Wild berries make wonderful jams and pies; they are abundant and free for the picking if you know where to look. // Photography courtesy of Thinkstock
Ripe berries

The West Michigan shoreline has a history of being the Fruit Belt of the Great Lakes. But did you know there is a bounty of wild fruits that can be foraged in fields and along the trails that will delight your taste buds?

Many people have stumbled upon wild versions of the strawberry, blueberry and raspberry while playing in the summer sunshine, but here are a few others that can be added to your foraging harvest basket!

Mulberries: Mulberry trees are common along trails and grow feral in cities and parks. They yield a dark, jammy berry that most likely you’ve seen smushed on the sidewalk. The mulberry can be mixed with strawberries for a delicious mixed-berry pie or mashed into an iced mulberry slushie with maple syrup and a foraged peppermint garnish.

The mulberry can be mixed with strawberries for a delicious mixed-berry pie or mashed into an iced mulberry slushie.


Gooseberries: Gooseberries (or currants) grow wildly in midsummer, singly or in clusters, and range in color from a translucent gold to bright red and dark black. They are readily found across Michigan, usually along walking trails in the dappled shade. Gooseberries can be transformed into mixed berry fruit tarts, pate de fruits and the classic French clafoutis. Use the wild, black gooseberries to create a foraged crème de cassis for the cocktail cart.

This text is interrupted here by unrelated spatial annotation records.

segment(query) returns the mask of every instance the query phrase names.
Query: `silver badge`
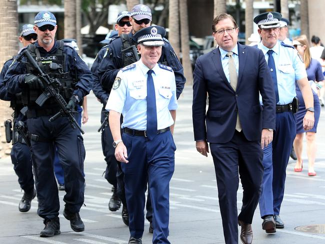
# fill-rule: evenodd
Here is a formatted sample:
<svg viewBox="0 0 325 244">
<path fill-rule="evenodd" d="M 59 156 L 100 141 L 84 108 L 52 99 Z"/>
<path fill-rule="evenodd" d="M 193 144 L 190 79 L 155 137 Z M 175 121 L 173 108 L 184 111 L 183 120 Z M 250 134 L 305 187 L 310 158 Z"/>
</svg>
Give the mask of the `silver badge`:
<svg viewBox="0 0 325 244">
<path fill-rule="evenodd" d="M 112 88 L 114 90 L 116 90 L 120 87 L 120 80 L 121 80 L 120 77 L 116 77 L 115 78 L 115 80 L 114 80 L 114 84 L 113 84 L 113 87 Z"/>
<path fill-rule="evenodd" d="M 152 27 L 150 30 L 150 33 L 152 36 L 156 36 L 157 34 L 157 28 L 156 27 Z"/>
</svg>

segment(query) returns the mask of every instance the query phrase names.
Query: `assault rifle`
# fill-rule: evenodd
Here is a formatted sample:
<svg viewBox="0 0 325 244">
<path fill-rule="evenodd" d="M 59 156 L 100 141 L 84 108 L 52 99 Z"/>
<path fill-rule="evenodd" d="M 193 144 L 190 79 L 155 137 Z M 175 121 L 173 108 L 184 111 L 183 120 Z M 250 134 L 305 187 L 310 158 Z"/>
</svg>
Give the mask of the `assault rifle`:
<svg viewBox="0 0 325 244">
<path fill-rule="evenodd" d="M 58 88 L 61 86 L 58 80 L 51 78 L 48 74 L 43 72 L 27 49 L 22 52 L 21 56 L 22 56 L 22 55 L 26 57 L 30 64 L 33 66 L 34 70 L 38 74 L 38 78 L 46 85 L 43 93 L 37 98 L 36 102 L 40 106 L 42 106 L 48 99 L 53 97 L 60 108 L 60 111 L 50 118 L 48 120 L 52 122 L 55 120 L 60 116 L 67 116 L 71 126 L 74 129 L 76 127 L 82 134 L 84 134 L 84 132 L 81 128 L 81 127 L 79 126 L 79 124 L 74 116 L 73 114 L 76 112 L 68 108 L 68 104 L 58 92 Z M 57 66 L 56 64 L 52 63 L 51 64 Z M 50 65 L 50 68 L 54 68 L 52 67 L 52 68 Z"/>
</svg>

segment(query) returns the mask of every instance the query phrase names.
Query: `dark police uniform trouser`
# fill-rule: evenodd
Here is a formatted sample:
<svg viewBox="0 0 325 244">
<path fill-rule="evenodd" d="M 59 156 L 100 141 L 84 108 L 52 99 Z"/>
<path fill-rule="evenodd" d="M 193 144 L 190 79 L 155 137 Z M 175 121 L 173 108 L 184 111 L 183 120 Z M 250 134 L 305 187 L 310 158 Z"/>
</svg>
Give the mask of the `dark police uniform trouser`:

Huckleberries: The huckleberry harvest peaks in August along the northern Michigan shoreline toward Harbor Springs and further north. The berry will be blue to nearly black and can range in size from ¼-¾-inch in diameter, borne singly or in small clusters. This dark berry can be sought out in rocky outcrops, bogs and sunny open fields. Enjoy the huckleberry in a milkshake or in a huckleberry margarita (puréed berries, good tequila and on the rocks with salt).


Thimbleberries: The thimbleberry is similar in appearance to its cousins the raspberry and blackberry, and grows wild along trails of the northern Michigan landscape. The thimbleberry has white flowers in late spring that develop into soft red fruit that is up to ¾-inch across in late summer. The fruit grows in clusters and is seedy, tart and soft; it resembles a wide raspberry.

The thimbleberry makes delicious crumbles, pies and muffins; and the fruits make a delicious jam and fruit leather. A simple thimbleberry syrup can flavor mixed drinks, champagnes and refreshing homemade sodas.

When you do find these delightful berries, you not only will have a delicious snack, but you’ll have cracked the code to the secret Pure Michigan summers that few know about.